I spent the day elbow deep in boxes, cupboards and containers as I cleaned, sorted, moved, dumped and organised my living space.
My clothes are dirty, nails are soft, fingers look like prunes and kitchen looks like a tornado went through it - and I feel great.
I am right in the midst of spring cleaning and am totally loving it.
I always thought 'spring cleaning' was as passé as chicken à la king and cherry advocaat. I imagined it was something a 1950's housewife would do between baking cookies and waiting for her hair in rollers to dry. I never envisaged myself doing it, much less loving it (sure I clean, but not SPRING clean).
It all happened organically.
After Mission Defrostible I developed a burning desire to reconfigure my cupboards and cull a few items that haven't seen the light of day in five years.
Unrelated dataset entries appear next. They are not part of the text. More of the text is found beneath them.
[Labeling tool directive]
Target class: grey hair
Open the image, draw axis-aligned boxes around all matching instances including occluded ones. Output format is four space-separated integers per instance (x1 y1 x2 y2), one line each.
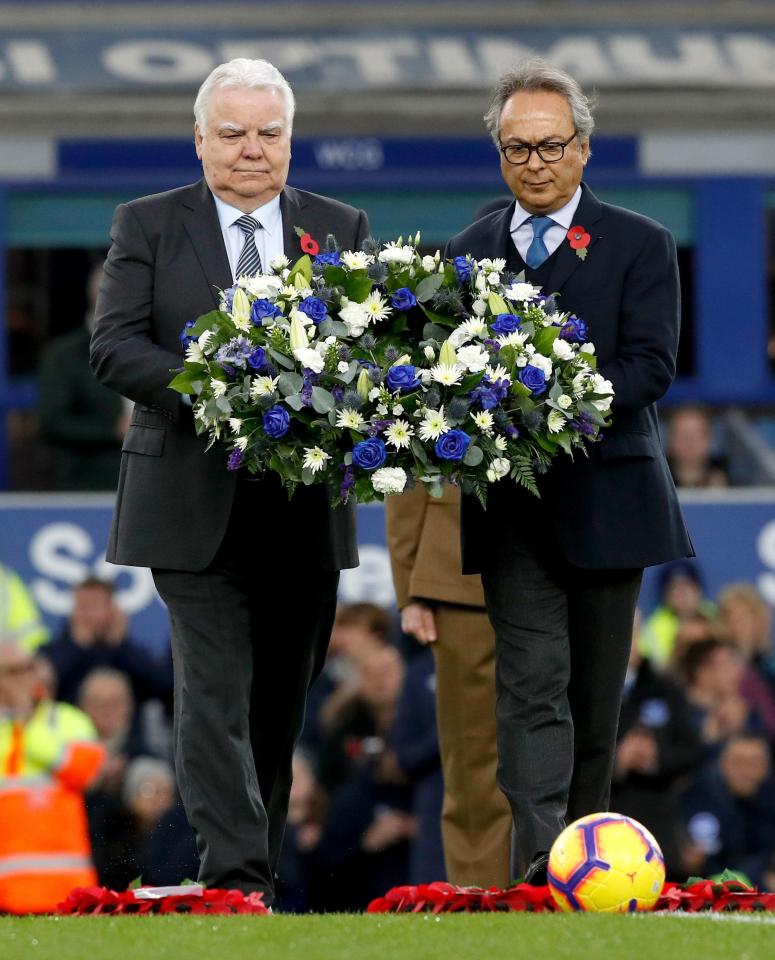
194 57 296 134
484 57 595 146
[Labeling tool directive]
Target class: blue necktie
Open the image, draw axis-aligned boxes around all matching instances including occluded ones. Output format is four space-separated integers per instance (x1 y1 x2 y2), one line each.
525 217 555 270
234 214 261 278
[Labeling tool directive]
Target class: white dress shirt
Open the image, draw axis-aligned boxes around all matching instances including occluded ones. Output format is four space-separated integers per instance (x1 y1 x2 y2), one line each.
511 186 581 260
213 194 285 280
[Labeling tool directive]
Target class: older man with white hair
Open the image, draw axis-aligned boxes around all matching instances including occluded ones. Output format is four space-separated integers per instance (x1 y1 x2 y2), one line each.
92 59 369 904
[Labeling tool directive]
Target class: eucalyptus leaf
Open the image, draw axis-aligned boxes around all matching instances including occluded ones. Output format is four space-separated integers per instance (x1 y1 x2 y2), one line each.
414 273 444 303
277 372 304 397
312 387 336 413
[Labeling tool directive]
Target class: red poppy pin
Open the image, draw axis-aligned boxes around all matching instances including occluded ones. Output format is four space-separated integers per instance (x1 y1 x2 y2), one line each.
566 223 592 260
293 227 320 257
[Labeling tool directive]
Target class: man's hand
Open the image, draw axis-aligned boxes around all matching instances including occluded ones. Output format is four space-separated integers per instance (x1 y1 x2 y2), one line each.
401 600 438 645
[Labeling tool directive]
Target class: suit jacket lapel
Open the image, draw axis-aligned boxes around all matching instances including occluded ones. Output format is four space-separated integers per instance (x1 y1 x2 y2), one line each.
280 187 312 261
183 179 233 307
545 184 603 293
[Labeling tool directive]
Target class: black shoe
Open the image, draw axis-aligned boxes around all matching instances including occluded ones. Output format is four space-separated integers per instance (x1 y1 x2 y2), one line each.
525 853 549 887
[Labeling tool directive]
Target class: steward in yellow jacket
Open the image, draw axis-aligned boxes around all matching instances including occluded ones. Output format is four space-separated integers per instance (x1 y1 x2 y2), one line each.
0 640 105 914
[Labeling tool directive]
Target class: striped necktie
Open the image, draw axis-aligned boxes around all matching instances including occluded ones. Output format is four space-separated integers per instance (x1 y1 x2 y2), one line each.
234 214 261 279
525 217 554 270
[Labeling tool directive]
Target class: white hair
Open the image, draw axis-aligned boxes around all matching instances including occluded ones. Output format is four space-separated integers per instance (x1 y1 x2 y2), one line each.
194 57 296 134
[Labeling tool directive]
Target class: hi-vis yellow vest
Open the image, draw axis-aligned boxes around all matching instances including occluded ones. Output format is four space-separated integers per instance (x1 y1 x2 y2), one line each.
0 701 105 914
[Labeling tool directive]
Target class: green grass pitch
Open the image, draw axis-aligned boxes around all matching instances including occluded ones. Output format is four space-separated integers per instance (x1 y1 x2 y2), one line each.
0 913 775 960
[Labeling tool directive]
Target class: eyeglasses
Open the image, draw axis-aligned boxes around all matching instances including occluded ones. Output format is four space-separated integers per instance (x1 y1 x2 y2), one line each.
498 130 578 167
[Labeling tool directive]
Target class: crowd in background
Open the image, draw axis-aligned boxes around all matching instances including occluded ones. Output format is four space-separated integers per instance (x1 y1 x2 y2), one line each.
0 561 775 911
However I came down with a cold the following day, and have consequently spent the last week nursing my miserable self.
This uncharacteristic urge to be domestic began to feel like an itch that I couldn't scratch. With each passing day, the metaphorical itch turned into a virtual body rash and I was completely consumed by a yearning to rework my kitchen.
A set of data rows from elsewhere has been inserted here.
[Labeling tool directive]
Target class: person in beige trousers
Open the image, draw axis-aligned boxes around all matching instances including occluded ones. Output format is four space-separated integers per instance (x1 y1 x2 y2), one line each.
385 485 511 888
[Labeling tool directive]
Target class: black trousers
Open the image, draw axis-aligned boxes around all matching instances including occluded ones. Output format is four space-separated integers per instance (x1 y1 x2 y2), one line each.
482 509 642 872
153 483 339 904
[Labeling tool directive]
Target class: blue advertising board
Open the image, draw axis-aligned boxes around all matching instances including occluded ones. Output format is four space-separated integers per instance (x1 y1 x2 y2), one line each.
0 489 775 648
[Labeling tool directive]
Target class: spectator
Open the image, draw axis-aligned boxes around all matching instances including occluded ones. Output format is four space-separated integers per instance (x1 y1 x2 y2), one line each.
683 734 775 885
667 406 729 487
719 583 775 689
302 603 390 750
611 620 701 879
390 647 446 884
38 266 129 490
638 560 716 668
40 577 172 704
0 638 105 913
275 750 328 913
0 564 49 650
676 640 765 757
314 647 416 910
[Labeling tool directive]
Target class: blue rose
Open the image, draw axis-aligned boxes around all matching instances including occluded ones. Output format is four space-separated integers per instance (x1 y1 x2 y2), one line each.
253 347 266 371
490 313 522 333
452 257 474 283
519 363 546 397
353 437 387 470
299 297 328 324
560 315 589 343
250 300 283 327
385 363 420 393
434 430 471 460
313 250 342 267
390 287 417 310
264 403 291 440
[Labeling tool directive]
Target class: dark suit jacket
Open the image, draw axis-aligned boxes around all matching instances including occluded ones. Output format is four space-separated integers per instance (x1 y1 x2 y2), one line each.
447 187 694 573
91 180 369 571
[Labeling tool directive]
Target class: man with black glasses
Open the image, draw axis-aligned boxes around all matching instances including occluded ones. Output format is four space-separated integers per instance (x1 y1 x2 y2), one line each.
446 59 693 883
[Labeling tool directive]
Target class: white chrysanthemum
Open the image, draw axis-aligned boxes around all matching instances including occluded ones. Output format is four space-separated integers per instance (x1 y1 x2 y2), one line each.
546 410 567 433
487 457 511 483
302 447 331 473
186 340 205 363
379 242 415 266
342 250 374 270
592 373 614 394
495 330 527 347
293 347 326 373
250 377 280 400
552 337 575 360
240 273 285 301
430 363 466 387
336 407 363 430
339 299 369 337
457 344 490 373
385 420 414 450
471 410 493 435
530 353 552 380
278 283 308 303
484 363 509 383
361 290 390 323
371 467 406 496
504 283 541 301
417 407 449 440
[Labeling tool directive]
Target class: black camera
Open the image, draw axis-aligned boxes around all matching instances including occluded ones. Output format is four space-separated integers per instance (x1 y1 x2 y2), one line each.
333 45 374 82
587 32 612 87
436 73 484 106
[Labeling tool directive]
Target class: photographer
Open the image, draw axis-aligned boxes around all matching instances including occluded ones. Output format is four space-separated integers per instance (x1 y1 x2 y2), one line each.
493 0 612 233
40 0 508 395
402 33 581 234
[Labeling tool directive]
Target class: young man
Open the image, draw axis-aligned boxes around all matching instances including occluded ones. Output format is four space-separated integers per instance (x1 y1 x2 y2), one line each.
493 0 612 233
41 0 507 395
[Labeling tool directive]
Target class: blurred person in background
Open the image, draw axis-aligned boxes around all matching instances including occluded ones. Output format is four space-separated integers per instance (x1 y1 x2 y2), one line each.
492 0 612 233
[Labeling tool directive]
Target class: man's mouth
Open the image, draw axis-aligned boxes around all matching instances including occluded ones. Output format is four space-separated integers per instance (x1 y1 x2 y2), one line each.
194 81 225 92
When I roused this morning, I let out a little yelp of delight. I could once again breathe out of both nostrils (woohoo). Within minutes of Patrick departing for work, I got straight into my cupboards and did not stop till he returned ten hours later.
It's now very late. I'm extremely tired and am struggling to string sentences together. There's a very young John Wayne on the TV, which would indicate that we are now in the wee hours of the morning. So goodnight for now, it's off to bed I go.
How does the story end?
Tomorrow I'll let you know.
Until then, allow things to evolve organically and it feels like you're living orgasmically.